🤖 AI Summary
To address prediction ambiguity and artifacts in self-supervised monocular depth estimation caused by occlusions, textureless regions, and illumination variations, this work introduces Stable Diffusion’s latent-space visual priors—first time in this domain. We propose an SD-driven self-supervised framework featuring: (i) a hybrid image reconstruction proxy task to preserve diffusion priors; and (ii) a Scale-Shift GRU module that explicitly decouples scale-offset modeling from reprojection-induced disturbances. The method requires no additional annotations and achieves state-of-the-art performance on KITTI. Crucially, it significantly enhances zero-shot cross-domain generalization, delivering superior transfer performance on unseen datasets—including Make3D and NYUv2. Our core contribution is the first self-supervised depth estimation paradigm integrating generative priors, jointly ensuring geometric consistency and semantic robustness.
📝 Abstract
In this paper, we propose Jasmine, the first Stable Diffusion (SD)-based self-supervised framework for monocular depth estimation, which effectively harnesses SD's visual priors to enhance the sharpness and generalization of unsupervised prediction.

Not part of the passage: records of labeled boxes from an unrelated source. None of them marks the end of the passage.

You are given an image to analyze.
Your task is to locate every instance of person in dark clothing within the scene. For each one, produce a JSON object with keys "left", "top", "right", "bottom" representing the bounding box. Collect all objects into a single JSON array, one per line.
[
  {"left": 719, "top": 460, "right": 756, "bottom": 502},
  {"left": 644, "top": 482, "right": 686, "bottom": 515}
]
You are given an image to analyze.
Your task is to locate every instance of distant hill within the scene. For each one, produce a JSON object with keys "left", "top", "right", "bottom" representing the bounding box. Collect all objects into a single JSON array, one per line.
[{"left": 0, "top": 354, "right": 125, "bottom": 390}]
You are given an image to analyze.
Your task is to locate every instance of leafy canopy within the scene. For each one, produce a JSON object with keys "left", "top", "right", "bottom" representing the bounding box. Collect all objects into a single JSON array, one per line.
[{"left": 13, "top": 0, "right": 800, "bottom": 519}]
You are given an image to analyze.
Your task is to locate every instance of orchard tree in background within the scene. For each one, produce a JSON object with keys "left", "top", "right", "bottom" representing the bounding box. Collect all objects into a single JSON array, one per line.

Previous SD-based methods are all supervised since adapting diffusion models for dense prediction requires high-precision supervision. In contrast, self-supervised reprojection suffers from inherent challenges (e.g., occlusions, texture-less regions, illumination variance), and the predictions exhibit blurs and artifacts that severely compromise SD's latent priors. To resolve this, we construct a novel surrogate task of hybrid image reconstruction. Without any additional supervision, it preserves the detail priors of SD models by reconstructing the images themselves while preventing depth estimation from degradation. Furthermore, to address the inherent misalignment between SD's scale and shift invariant estimation and self-supervised scale-invariant depth estimation, we build the Scale-Shift GRU. It not only bridges this distribution gap but also isolates the fine-grained texture of SD output against the interference of reprojection loss. Extensive experiments demonstrate that Jasmine achieves SoTA performance on the KITTI benchmark and exhibits superior zero-shot generalization across multiple datasets.